Patrick Shaughnessy appeals pro se the district court's order dismissing his motion pursuant to Fed. R. Civ. P. 60(b)(6). We review the denial of a Rule 60(b) motion for an abuse of discretion. Floyd v. Laws, 929 F.2d 1390, 1400 (9th Cir. 1991). We have jurisdiction under 28 U.S.C. § 1291, and we affirm.
Shaughnessy's action was dismissed for failure to prosecute on December 11, 1989. Over two years later, he filed his motion for relief under Fed. R. Civ. P. 60(b)(6). The district court dismissed the motion as untimely. Shaughnessy contends that the district court erred in dismissing his Rule 60(b)(6) motion. This contention lacks merit.
"An appeal from a denial of a Rule 60(b) motion brings up only the denial of the motion for review, not the merits of the underlying judgment." Id. at 1400. A motion under Rule 60(b)(6) may be made within a reasonable time after the entry of judgment for "any other reason justifying relief from the operation of judgment." Fed. R. Civ. P. 60(b)(6); United States v. Alpine Land & Reservoir Co., 984 F.2d 1047, 1049 (1993). Rule 60(b)(6) is to be used sparingly as an equitable remedy to prevent manifest inJustice. Alpine, 984 F.2d at 1049. Relief under Rule 60(b)(6) requires a finding of "extraordinary circumstances [which] prevented a party from taking timely action to correct an erroneous judgment." Id.
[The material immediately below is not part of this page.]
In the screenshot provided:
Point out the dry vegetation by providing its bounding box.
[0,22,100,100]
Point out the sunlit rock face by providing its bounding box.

Because Shaughnessy's Rule 60(b)(6) motion was filed over two years after the district court dismissed his action, and because he has not shown the "extraordinary circumstances" required to justify relief under Rule 60(b)(6), the district court did not abuse its discretion in dismissing Shaughnessy's Rule 60(b)(6) motion. See id. Further, we do not address the issues Shaughnessy raises with regard to the underlying dismissal, because his appeal from the denial of his Rule 60(b) motion does not bring up the merits of the underlying judgment for review. See Floyd, 929 F.2d at 1400.
Shaughnessy also contends that the district court improperly denied his request for appointment of counsel. We disagree. Given the lack of exceptional circumstances or likelihood of success on the merits, the district court did not abuse its discretion by denying Shaughnessy's request for appointment of counsel. See Wood v. Housewright, 900 F.2d 1332, 1335 (9th Cir. 1990) (appointment of counsel under 28 U.S.C. § 1915(d) is left to the sound discretion of the trial court and is granted only in "exceptional circumstances" where the legal issues are complex).